Obligar a alguien a leer por obligación social es contraproducente; el verdadero valor surge de la pasión genuina, no de la imposición. Existen personas excepcionalmente brillantes que no cultivan la lectura como pasatiempo principal. Su conocimiento proviene de experiencias vitales, conversaciones profundas, documentales, podcasts, interacciones reales con el mundo, lo que sea… Lo contrario —fingir erudición— es una pose intelectual. Y no me van a convencer de lo contrario. Abundan quienes simulan ser gente super culta por devorar libros de autoayuda o novelas cursis pésimamente escritas. De hecho, la industria de la autoayuda, que mueve miles de millones de dólares anuales, ilustra este punto: la gente consume volúmenes masivos de consejos sobre superación personal, motivación y crecimiento emocional, pero rara vez aplican lo aprendido. Sin acción, el conocimiento se diluye, se convierte en un mero adorno, un cúmulo de ideas inertes que no generan transformación real. Leer puede expandir el horizonte intelectual, pero no asegura un cambio de conducta tangible.
Varios autores y pensadores han sostenido que la lectura es una práctica subjetiva, dependiente de la interpretación y aplicación individual, y no un atajo infalible hacia la virtud. De hecho, la historia está llena de ejemplos donde la lectura no solo falló en elevar moralmente a individuos, sino que incluso alimentó su perversidad. Cuanto mayor era su biblioteca, peor se comportaban. Consideremos, por ejemplo, a Adolf Hitler, cuya biblioteca albergaba miles de volúmenes, desde las complejas filosofías de Nietzsche y Schopenhauer hasta tratados históricos. De manera similar, Josef Stalin, un hombre que podía consumir hasta 500 páginas diarias, acumuló una colección impresionante de textos sobre historia, filosofía y marxismo.
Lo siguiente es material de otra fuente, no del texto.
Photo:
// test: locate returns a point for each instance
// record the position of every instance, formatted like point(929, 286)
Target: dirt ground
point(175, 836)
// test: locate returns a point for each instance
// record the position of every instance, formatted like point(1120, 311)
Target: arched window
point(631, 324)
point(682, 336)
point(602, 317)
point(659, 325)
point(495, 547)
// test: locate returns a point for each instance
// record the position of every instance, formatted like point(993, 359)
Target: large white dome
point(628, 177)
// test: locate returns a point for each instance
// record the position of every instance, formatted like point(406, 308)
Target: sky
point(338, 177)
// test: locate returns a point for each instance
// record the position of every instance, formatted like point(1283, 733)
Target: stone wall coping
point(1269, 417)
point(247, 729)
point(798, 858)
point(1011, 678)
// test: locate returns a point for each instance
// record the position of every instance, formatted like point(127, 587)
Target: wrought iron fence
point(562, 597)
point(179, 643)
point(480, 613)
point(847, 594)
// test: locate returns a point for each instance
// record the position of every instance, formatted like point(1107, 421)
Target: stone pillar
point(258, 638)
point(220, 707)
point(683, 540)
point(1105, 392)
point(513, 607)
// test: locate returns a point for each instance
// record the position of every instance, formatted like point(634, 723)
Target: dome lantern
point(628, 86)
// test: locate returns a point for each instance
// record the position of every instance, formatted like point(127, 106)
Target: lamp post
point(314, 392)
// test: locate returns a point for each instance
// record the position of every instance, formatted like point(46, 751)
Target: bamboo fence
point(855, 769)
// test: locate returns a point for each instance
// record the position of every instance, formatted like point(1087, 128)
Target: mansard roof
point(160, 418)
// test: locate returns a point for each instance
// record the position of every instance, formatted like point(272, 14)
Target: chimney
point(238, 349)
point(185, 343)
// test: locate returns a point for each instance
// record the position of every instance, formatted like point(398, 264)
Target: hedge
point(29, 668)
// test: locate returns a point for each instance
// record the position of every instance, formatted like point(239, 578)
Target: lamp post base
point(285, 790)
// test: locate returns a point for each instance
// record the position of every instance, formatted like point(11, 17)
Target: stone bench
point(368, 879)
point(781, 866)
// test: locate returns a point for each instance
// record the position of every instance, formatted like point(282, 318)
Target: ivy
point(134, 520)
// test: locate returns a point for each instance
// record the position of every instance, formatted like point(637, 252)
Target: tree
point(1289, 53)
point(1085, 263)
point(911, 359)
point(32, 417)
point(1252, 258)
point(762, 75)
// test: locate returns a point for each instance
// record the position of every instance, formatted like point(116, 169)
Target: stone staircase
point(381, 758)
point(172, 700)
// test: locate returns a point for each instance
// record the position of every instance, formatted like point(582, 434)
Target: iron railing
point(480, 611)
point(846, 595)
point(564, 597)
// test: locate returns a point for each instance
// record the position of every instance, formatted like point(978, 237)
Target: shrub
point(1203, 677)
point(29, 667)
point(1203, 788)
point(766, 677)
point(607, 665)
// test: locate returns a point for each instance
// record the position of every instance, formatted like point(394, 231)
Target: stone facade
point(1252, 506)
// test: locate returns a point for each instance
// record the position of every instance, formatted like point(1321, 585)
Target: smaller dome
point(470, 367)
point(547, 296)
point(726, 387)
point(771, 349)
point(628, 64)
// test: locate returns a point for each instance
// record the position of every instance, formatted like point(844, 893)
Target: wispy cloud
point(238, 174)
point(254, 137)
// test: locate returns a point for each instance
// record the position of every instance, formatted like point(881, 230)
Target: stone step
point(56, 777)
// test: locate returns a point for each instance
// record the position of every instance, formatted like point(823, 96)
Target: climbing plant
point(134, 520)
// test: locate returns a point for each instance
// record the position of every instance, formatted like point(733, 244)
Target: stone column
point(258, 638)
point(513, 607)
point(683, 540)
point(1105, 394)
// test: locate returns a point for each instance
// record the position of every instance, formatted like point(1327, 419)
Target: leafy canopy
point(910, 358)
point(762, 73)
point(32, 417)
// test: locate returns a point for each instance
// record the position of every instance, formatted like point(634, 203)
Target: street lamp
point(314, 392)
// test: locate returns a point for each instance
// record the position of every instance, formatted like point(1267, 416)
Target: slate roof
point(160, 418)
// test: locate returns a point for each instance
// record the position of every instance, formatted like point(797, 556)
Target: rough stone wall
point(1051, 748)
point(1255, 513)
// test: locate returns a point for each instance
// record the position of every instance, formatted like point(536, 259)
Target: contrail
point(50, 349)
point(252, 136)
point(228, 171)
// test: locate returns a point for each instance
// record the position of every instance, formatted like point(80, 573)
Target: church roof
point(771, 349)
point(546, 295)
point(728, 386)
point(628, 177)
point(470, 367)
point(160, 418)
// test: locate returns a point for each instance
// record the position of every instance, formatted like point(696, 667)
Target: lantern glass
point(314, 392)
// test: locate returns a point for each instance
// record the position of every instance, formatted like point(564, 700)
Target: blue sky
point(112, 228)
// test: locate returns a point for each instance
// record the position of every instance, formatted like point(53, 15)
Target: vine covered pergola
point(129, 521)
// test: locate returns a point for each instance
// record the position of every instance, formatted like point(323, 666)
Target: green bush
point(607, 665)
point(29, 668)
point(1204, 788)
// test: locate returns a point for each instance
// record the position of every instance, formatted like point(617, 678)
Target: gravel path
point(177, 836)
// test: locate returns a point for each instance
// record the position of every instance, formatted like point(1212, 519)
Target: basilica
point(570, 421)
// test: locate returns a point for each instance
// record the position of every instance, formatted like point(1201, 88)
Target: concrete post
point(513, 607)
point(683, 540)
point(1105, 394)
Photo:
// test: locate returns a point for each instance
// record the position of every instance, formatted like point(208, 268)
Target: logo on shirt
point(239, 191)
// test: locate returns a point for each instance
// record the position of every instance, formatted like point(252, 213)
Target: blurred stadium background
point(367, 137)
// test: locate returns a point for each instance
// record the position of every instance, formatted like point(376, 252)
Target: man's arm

Mao Zedong, otro lector apasionado, se sumergía en los clásicos chinos y en la poesía. Ted Kaczynski, conocido como Unabomber, es otro ejemplo inquietante. Con un doctorado en matemáticas, era un lector obsesivo de filosofía y ciencias. Su manifiesto, La sociedad industrial y su futuro, reflejaba un conocimiento profundo de sus influencias literarias, pero estas no lo humanizaron; más bien, alimentaron una visión apocalíptica que justificó atentados terroristas. Incluso Mark David Chapman, el asesino de John Lennon, encontró en la literatura un catalizador para su desequilibrio. Su obsesión con El Guardián entre el Centeno de J.D. Salinger lo llevó a identificarse de manera patológica con el protagonista. Llevaba una copia del libro el día del crimen, con notas garabateadas que revelaban su perturbación. Lejos de salvarlo, la novela se convirtió en un espejo de su delirio homicida.
Estos ejemplos subrayan una verdad incómoda: la lectura, por sí sola, no forja personas íntegras. Puede informar, ilustrar, inspirar o incluso corromper, dependiendo del lector. María Pombo nos invita a reconocer que no todos están destinados a pasar horas inmersos en las páginas de un libro. En esencia, no solo tiene razón, sino que representa una voz revolucionaria en un mundo saturado de farsantes pretenciosos e insufribles. La mayoría de sus críticos actúan impulsados por envidia, arrogancia y crueldad —tiene cierta gracia que estas bajezas provengan de quienes predican que la lectura eleva el espíritu. Al final, María Pombo ha sido sincera, una cualidad que vale más que mil libros.